Bij kantoorruimte bestaat geen wettelijke regeling voor huurprijsverhoging. Partijen kunnen in de huurovereenkomst een beding opnemen, waarmee de huurprijs kan worden verhoogd. Het in artikel 7:230a lid 6 BW genoemde beding, waarmee de gebruiksvergoeding kan worden verhoogd is geen regeling waarmee de huurprijs kan worden verhoogd. Als de ontruimingstermijn is verlengd, dan is er niet meer sprake van een huurtermijn. De huur is immers beëindigd door opzegging van de huurovereenkomst.

In de ROZ-contracten is geen standaardbeding opgenomen waarmee de huurprijs kan worden verhoogd. Er staat wél een bepaling in deze contracten opgenomen waarmee de huurprijs kan worden geïndexeerd. Indexering van de huurprijs kan ervoor zorgen dat de huurprijs achter zou gaan lopen op de markthuurprijs. Dit kan ertoe leiden dat een huurprijs na een huurperiode van jaren flink achter kan gaan lopen op de markthuurprijs.

Dat de markthuurprijs hoger kan liggen dan de huurprijs die na verloop van tijd door indexeringen is verhoogd, niet maakt dat de huurprijs zonder contractueel beding verhoogd kan worden naar de markthuurprijs. Als de huurovereenkomst een verlengingsbeding bevat, dan is het mogelijk dat de huurprijs conform dit beding verhoogd zal kunnen worden naar de in dit beding genoemde huurprijs.

Als de huurprijs altijd zou stijgen met een bepaald percentage, dan zou een huurprijsverhogingsbeding met een bepaald vast percentage een logisch beding zijn waar beide partijen belang bij hebben: de verhuurder heeft immers belang bij een verhoging van de huurprijs, terwijl de huurder belang heeft bij een verhoging die niet schoksgewijs wordt doorgevoerd. Het is immers denkbaar dat de huurprijs na verloop van tijd zodanig ernstig achter loopt op de markthuurprijs, zodat de verhuurder de huurprijs in één keer wenst te verhogen. Het kan dan gebeuren dat de huurprijs in één keer met bijvoorbeeld 30% wordt verhoogd. Een discussie over de huurprijs kan dan leiden tot opzegging van de huurovereenkomst. De huurovereenkomst met betrekking tot overige bedrijfsruimte geniet immers geen huurbescherming. Een verhogingsbeding met een vast percentage vind ik geen goed idee. Deze overeenkomsten hebben vaak een looptijd van lange periode. Een verhoging met een vast percentage met bijvoorbeeld 4% per jaar zou dan over een periode van 10 jaar leiden tot een huurverhoging van 40%, terwijl er sprake zou kunnen zijn van een daling van de markthuurprijs. De huurder doet er daarom verstandig aan niet zonder meer een dergelijk beding te accepteren.

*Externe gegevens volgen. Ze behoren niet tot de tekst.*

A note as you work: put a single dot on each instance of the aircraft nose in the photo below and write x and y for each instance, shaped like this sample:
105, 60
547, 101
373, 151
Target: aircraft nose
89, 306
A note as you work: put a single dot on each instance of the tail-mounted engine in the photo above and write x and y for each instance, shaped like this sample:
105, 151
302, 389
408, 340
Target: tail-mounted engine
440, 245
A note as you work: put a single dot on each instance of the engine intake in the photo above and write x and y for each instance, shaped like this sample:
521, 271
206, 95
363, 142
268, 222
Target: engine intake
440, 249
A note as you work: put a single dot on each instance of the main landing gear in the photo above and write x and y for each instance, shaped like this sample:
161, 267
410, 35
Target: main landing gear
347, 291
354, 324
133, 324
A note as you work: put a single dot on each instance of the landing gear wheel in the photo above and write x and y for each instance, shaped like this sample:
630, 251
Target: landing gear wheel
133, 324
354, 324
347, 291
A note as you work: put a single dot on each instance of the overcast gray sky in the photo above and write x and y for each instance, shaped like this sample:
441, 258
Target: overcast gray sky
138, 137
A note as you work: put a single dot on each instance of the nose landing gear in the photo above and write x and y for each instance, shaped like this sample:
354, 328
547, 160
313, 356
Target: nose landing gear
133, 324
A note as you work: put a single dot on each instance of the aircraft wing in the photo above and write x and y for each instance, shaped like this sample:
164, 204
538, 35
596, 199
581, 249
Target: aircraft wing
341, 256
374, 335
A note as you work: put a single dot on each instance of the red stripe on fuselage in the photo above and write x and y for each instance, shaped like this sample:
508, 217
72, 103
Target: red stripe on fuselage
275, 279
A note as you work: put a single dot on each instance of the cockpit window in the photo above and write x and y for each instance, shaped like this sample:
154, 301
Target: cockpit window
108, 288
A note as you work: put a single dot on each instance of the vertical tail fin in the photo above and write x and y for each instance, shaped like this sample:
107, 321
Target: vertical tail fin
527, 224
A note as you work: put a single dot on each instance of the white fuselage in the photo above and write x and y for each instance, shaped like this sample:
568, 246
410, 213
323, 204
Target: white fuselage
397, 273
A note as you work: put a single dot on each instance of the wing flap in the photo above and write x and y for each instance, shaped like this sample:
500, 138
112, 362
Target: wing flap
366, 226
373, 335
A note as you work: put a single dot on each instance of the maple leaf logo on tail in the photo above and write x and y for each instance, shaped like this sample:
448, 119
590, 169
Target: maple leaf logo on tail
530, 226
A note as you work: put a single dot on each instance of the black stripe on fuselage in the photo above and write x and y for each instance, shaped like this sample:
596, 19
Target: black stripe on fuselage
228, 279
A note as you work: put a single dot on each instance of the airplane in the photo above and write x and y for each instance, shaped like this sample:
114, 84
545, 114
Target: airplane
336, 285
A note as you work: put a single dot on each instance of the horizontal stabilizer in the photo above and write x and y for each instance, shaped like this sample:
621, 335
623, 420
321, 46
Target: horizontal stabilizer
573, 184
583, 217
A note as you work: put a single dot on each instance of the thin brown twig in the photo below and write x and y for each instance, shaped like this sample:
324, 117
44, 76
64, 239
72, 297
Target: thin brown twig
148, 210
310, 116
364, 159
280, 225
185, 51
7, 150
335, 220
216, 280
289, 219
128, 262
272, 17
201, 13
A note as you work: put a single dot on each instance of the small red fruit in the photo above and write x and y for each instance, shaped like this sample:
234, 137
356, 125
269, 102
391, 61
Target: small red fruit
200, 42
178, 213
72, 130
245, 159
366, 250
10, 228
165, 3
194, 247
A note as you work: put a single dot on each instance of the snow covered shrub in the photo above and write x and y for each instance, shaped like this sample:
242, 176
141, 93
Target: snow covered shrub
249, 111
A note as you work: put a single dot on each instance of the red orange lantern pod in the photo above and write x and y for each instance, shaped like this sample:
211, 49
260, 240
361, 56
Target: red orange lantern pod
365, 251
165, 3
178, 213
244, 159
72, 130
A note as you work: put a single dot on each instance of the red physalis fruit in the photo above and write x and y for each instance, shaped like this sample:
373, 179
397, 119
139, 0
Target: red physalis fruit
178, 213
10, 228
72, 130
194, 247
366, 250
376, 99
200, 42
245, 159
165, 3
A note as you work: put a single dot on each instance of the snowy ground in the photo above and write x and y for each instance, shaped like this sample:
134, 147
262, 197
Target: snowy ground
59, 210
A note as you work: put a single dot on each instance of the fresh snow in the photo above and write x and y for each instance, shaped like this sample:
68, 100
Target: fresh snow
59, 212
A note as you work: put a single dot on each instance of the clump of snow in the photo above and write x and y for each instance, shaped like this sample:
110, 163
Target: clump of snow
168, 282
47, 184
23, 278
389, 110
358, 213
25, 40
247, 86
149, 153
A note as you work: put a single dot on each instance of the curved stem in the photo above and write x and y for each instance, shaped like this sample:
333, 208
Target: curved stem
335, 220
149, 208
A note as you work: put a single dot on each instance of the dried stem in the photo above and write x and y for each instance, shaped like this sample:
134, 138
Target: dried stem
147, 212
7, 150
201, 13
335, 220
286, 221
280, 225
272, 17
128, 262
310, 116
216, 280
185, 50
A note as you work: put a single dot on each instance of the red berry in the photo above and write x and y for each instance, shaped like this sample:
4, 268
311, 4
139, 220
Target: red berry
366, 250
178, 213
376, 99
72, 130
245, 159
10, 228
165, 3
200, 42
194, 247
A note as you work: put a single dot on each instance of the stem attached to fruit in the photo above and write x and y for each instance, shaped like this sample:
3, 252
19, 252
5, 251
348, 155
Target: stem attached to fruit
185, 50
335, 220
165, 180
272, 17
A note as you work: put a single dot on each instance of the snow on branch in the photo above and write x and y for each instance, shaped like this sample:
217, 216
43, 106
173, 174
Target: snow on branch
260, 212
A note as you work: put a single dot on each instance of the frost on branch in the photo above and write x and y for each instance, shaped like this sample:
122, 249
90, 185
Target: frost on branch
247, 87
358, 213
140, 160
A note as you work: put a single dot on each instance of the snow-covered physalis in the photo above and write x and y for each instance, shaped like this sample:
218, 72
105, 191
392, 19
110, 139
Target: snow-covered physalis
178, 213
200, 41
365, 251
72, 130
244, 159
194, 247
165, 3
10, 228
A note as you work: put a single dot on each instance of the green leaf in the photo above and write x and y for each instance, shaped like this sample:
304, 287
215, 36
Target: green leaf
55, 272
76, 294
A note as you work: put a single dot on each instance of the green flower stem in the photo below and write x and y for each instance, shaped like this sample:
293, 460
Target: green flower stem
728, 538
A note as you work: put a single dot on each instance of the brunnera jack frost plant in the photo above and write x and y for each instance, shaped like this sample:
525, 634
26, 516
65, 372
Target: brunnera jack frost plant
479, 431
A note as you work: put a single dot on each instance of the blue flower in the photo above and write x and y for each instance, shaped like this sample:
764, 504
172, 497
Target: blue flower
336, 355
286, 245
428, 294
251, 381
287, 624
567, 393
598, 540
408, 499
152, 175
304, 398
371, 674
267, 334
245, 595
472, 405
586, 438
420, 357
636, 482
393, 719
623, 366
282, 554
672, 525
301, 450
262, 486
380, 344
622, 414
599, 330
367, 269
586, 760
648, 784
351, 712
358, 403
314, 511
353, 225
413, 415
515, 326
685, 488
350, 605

De combinatie tussen een indexeringsclausule met een huurverhogingsbeding waarmee de huur om de zoveel tijd naar een markthuurprijs kan worden verhoogd is de beste combinatie, waarmee de huur kan worden verhoogd. Het is dan wel van belang de huurprijsverhoging naar de markthuurprijs op een zodanig moment af te spreken, zodat partijen nog de mogelijkheid hebben om de huurovereenkomst op te zeggen als men het niet eens kan worden over de verhoging van de huurprijs. Bij overeengekomen huurperioden van vijf jaar met een termijn van opzegging van 12 maanden zal men dus overeenstemming over de huurverhoging moeten hebben voordat de mogelijkheid van opzegging is verstreken. Als de mogelijkheid van opzegging is verstreken en de verlenging van de huurperiode plaats zal dienen te vinden, dan zal de huurder met een nieuwe huurperiode geconfronteerd kunnen worden waarbij een veel hogere huurprijs gevraagd zal worden. Een oplossing hiervoor zal kunnen zijn dat de huurder alsnog de mogelijkheid kan krijgen de huurovereenkomst op te mogen zeggen als de huurprijs met bijvoorbeeld een percentage van meer dan 15% wordt verhoogd.

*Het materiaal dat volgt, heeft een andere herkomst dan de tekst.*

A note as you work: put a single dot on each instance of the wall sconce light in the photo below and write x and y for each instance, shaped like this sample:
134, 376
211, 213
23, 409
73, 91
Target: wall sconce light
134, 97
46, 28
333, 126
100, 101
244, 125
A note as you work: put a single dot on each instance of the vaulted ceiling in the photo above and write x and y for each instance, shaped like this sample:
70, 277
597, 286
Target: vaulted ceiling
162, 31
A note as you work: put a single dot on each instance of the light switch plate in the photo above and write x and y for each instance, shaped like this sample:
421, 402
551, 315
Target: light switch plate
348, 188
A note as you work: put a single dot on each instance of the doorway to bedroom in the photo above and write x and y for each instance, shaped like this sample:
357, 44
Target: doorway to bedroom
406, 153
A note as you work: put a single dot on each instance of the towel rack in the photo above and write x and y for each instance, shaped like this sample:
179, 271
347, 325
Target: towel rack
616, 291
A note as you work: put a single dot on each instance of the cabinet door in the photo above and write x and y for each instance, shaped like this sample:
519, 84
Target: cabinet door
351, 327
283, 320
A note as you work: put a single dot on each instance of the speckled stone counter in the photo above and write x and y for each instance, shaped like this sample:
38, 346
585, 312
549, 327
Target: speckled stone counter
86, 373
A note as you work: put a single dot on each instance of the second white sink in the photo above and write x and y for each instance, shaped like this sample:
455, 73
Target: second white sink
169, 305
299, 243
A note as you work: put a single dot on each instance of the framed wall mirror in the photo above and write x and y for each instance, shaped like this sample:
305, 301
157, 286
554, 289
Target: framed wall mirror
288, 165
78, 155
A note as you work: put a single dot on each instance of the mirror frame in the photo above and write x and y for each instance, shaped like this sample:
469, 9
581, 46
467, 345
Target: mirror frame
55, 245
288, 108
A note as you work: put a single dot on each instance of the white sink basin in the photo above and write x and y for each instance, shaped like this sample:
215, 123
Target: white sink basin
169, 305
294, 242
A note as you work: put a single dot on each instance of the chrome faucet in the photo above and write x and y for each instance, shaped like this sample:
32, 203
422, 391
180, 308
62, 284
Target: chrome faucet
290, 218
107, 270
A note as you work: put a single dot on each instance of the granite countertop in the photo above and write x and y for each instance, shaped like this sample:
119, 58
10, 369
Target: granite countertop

Het is duidelijk dat de markthuurprijs als genoemd in artikel 7:230a lid 6 BW niet omschreven is en omgeven is met waarborgen. Als de plaatselijke makelaar een markthuurprijs zou moeten bepalen, dan heb ik hier niet zo veel vertrouwen in. Bij makelaars ontbreekt mijns inziens nogal eens het gevoel van nauwkeurigheid om iets goed uit te zoeken. Ik zie nogal eens dat de markhuurprijs door een makelaar wordt bepaald door een paar laatste verhuurde panden uit zijn eigen bestand te halen. Dat is natuurlijk geen reële vaststelling van de markthuurprijs. Er zullen dan toch uit verschillende bronnen (verschillende makelaars) minimaal zes panden die vergelijkbaar zijn met het litigieuze pand over het laatste jaar in een rapport opgenomen moeten worden.